Why do you keep looking for someone else to do your bids for you? Material x something on the insurance post and a free internet site on this one, a good way to go broke, you need to know your costs and bid accordingly


----------



## TheConstruct (Dec 8, 2017)

I'm fairly new to estimating myself but have found using excel to create detailed breakdowns to be invaluable. I'd suggest playing around with creating your own worksheets and entering every detail you can. It's amazing how much you can miss due to inexperience if you don't have a clear imagine of the costs involved. 

It's time consuming right now but I've been trying to break down labour estimates into specific tasks as opposed to projects as a whole and its quite eye opening how much I've undercut myself in the past by not being thorough enough and being overly optimistic about how jobs will go. 

I suspect the more I do this, the more of a data base I'll create for myself to reference for future jobs. 
.
I don't actually use excel to draw up estimates, just to organize all the data I need to create an informed one. 
.
Its also essential that you figure out how much your overhead is and factor that in. Again, using excel to break down things like insurance, licensing, accounting, fuel etc. The more info you enter the more you'll create a visual road map to get your numbers sorted out.


----------



## wattsittoyou (May 13, 2018)

I've been using FieldPulse for just about everything lately. I used to use Google Sheets but it's nice just being able to actually use it on my phone without the headache and be able to tweak the invoice items I set up instead of having to figure out the formulas for everything.


----------



## WehnerR&R (Mar 10, 2019)

wattsittoyou said:


> I've been using FieldPulse for just about everything lately. I used to use Google Sheets but it's nice just being able to actually use it on my phone without the headache and be able to tweak the invoice items I set up instead of having to figure out the formulas for everything.

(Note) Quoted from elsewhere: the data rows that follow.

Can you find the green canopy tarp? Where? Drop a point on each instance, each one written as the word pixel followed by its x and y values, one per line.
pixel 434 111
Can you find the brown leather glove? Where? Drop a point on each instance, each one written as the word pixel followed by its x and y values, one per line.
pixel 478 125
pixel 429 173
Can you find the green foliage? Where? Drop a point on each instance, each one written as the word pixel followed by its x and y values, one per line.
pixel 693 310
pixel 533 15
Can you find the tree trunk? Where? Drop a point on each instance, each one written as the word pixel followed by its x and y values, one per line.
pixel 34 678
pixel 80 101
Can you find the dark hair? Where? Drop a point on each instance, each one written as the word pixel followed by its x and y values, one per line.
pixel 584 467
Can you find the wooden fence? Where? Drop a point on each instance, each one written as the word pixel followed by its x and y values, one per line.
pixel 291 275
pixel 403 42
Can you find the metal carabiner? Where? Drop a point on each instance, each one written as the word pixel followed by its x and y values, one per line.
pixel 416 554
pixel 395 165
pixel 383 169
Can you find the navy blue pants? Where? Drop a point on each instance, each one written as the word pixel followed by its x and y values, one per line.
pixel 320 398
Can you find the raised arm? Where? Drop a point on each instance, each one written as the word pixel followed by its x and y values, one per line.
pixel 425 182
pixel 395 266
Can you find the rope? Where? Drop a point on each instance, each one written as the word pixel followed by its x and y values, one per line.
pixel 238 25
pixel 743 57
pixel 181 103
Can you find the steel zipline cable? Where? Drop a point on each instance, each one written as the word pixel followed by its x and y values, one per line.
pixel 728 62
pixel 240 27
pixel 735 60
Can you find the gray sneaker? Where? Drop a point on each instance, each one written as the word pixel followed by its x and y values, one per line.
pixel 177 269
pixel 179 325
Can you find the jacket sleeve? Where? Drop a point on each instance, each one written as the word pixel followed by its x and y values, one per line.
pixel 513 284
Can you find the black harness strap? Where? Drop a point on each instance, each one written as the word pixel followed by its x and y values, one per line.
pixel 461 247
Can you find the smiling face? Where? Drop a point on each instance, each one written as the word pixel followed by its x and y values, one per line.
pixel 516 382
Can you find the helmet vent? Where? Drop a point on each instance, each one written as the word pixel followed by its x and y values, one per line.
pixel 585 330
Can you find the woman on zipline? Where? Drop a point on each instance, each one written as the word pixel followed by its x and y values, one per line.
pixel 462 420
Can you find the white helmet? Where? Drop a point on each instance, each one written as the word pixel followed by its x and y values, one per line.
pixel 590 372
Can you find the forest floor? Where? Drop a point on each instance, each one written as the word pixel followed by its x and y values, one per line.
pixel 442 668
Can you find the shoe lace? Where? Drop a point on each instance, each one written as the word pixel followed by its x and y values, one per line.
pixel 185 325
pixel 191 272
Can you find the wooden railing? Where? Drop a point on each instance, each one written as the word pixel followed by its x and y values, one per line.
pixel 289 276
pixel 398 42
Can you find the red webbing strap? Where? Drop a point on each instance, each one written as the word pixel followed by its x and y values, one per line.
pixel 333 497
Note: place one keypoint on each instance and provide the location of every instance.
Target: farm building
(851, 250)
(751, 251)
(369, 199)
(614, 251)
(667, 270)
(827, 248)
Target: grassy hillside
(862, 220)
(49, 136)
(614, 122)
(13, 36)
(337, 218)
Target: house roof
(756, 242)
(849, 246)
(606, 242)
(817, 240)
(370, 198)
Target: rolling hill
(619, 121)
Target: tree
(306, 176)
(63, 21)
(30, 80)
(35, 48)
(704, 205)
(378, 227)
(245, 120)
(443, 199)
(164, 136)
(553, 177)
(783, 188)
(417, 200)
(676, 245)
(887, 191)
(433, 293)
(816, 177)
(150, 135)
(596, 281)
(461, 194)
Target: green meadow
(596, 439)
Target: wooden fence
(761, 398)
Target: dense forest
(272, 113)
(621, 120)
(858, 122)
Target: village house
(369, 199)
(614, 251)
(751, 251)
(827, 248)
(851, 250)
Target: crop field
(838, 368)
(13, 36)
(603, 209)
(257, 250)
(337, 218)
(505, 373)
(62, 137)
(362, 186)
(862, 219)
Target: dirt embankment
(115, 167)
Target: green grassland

Are you still using FieldPulse? This is one of the estimate/invoice generating apps that I have been looking into. Do you like it? have you had any difficulty accepting payment through the app?


----------



## Fishindude (Aug 15, 2017)

If I didn't want to spend the cash on good estimating software, I'd simply build myself a spreadsheet on Excel to do estimates on. If you don't know how to use Excel, pay someone to teach you how to use it.

Prior to computers we had pretty slick paper graph sheets that worked just fine.


----------



## theotherone (Mar 30, 2019)

I've heard good feedback on Fieldpulse as well. One app for almost everything, payments included. CoConstruct, although from what I understand not ideal if you mostly deal with commercial work. There are also online tools like this website, but I'm assuming you want it to have the convenience of an app. A lot of people I know also use Joist.


----------